Edwin Land, born in 1909 in Connecticut, invented Polaroid, the world's first polarizing material for commercial use, in 1929. He founded the Polaroid Corporation in 1937 in Cambridge, Massachusetts.[1] The company initially produced Polaroid Day Glasses, the first sunglasses with a polarizing filter.[2]
In 1935 Land negotiated with American Optical Company to produce polarized sunglasses.[3] Such glasses could screen out glare rather than simply darken the landscape. Land and Wheelwright contracted to begin production of Polaroid Day Glasses, a longtime source of revenue for Polaroid.[4]
With venture capital from railroad tycoon W. Averell Harriman and merchant banker and part-time songwriter James P. Warburg, Edwin Land, George Wheelwright, and Julius Silver incorporated Polaroid Corporation on September 13, 1937. Polaroid began the manufacturing of polarizing sheet for windows in railroad observation cars.[5]

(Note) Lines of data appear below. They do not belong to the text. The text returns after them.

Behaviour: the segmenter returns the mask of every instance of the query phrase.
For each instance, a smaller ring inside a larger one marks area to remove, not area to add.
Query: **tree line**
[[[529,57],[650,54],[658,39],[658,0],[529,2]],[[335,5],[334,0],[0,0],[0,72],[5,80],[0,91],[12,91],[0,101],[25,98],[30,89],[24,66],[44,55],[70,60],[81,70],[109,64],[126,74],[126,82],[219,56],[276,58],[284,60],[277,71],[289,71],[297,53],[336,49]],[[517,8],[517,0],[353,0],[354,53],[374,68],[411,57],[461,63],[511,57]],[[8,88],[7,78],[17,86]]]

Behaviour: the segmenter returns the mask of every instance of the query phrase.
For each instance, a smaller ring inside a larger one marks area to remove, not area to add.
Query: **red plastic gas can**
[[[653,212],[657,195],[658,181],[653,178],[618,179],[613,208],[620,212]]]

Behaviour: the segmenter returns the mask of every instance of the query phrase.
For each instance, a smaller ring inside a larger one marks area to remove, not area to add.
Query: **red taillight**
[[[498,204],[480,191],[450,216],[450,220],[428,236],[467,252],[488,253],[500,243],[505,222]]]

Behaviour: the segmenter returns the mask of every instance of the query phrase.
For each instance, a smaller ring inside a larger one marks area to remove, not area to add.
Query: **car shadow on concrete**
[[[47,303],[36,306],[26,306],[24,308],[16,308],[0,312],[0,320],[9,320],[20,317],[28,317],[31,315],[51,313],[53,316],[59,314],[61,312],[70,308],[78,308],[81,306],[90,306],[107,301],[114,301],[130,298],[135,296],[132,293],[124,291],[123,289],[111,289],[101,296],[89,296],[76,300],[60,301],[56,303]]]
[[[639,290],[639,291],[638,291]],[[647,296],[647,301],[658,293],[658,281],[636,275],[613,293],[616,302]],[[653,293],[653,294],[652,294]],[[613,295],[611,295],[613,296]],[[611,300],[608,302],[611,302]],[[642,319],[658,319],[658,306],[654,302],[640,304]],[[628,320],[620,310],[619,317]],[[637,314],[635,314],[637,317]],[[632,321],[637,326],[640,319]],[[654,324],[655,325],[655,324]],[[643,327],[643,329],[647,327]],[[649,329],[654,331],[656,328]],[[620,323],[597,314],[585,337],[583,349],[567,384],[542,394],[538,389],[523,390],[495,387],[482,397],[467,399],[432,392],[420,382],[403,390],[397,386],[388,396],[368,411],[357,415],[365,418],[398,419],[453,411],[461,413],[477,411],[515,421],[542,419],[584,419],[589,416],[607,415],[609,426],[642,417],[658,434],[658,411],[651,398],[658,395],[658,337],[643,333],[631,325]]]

In 1939 Day Glasses were the source of most of Polaroid's $35,000 profit, which introduced the first 3D movie glasses that same year.[6] Although sales rose to $1 million in 1941, the company's 1940 losses had reached $100,000, and it was only World War II military contracts that saved Land and his 240 employees. By 1942 the wartime economy has tripled Polaroid's size. A $7 million navy contract to work on the Dove heat-seeking missile project is the largest contract Polaroid has ever had, though the bomb is not used during World War II.[7]

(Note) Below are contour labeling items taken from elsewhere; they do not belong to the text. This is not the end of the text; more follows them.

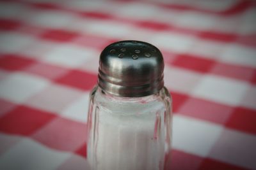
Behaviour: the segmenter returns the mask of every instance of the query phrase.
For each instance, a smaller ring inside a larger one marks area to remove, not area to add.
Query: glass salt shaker
[[[100,54],[88,111],[88,160],[93,170],[163,169],[170,158],[172,98],[154,46],[114,43]]]

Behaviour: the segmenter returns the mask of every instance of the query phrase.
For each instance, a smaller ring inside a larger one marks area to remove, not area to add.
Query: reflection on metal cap
[[[118,41],[100,54],[98,83],[113,95],[148,96],[163,87],[163,56],[156,46],[138,41]]]

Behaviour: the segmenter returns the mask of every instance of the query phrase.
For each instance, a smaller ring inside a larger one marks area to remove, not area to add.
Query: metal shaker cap
[[[122,97],[154,94],[163,87],[164,61],[152,45],[122,41],[102,52],[98,84],[104,91]]]

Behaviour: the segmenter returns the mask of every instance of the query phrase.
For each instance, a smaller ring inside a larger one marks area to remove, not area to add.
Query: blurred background
[[[173,97],[166,169],[256,169],[256,3],[0,1],[0,169],[88,169],[99,56],[147,41]]]

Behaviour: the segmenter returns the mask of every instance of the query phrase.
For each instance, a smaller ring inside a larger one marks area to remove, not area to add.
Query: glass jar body
[[[172,141],[172,99],[166,88],[148,96],[122,97],[95,87],[89,104],[92,169],[163,169]]]

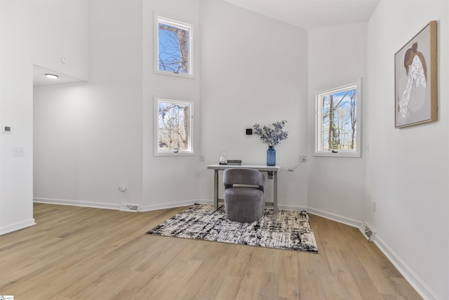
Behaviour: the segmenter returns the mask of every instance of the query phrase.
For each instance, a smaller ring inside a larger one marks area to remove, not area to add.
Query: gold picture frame
[[[394,122],[403,128],[438,120],[436,21],[394,55]]]

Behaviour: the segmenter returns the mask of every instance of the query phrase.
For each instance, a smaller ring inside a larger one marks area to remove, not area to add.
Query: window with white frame
[[[156,98],[154,103],[154,155],[193,155],[193,103]]]
[[[193,77],[193,25],[155,14],[154,72]]]
[[[360,157],[361,79],[316,93],[315,155]]]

Polaroid produced a number of other products for the Armed Forces, including a device that determined an aircraft's elevation above the horizon, an infrared night viewing device, goggles, lenses, color filters for periscopes, and range finders.[7] At the beginning of its history Polaroid produced polarized sheets to be used for the elimination of automobile headlight glare. For the same reason sunglasses and filters were used by the American Army, especially for aviation, indeed Polaroid glasses were thought to protect aviator from sunlight but also atomic bomb explosions.[8] Cool-Ray was a division of American Optical for the sunglasses. It was the originator of the polarized sunglass as it is known today. It manufactured the lenses using a process that was licensed from Polaroid Corporation. Cool-Ray paid Polaroid a royalty in the early 1940s.[9]
In 1965 Polaroid moved its production to Vale of Leven in Scotland, a few years later in 1972 the production of sunglasses was added. It promotes a number of programs in the community on the health theme. Polaroid is the major sponsor of a series of 10K road races, which take place each June over various courses in west Dunbartonshire.[10] In the next decades other plants were opened in Europe, South America and Far East.
In the 1960s the designer Oleg Cassini collaborated with Cool Ray and his influence is clear in many Polaroid models. In the 1980s, Polaroid launched aviator styles with interchangeable lenses in collaboration with tennis star Boris Becker. Kenneth Grange, renowned designer from Pentagram Design Partner, designed the unique IMAGE style in the 1980s.[11]
The original Polaroid Corporation filed for federal bankruptcy protection on October 11, 2001. The outcome was that within ten months, most of the business (including the "Polaroid" name itself and non-bankrupt foreign subsidiaries) had been sold to Bank One's One Equity Partners (OEP). OEP Imaging Corporation then changed its name to Polaroid Holding Company (PHC). However, this new company operated using the name of its bankrupt predecessor, Polaroid Corporation.[12]
Petters Group Worldwide, the owner of the Polaroid brand at the time, sold Polaroid Eyewear to specialist eyewear company StyleMark in March 2007.[13] StyleMark is a global distributor of fashion, sport, and children's sunglasses.
In 2011, it was acquired by the Italian group Safilo.[14] Following the acquisition, Safilo moved Polaroid Eyewear's production from Scotland to China[6] and the historic Scottish production site in Dumbarton was completely dismantled.[15] In 2023, the brand introduced a new logo.[16]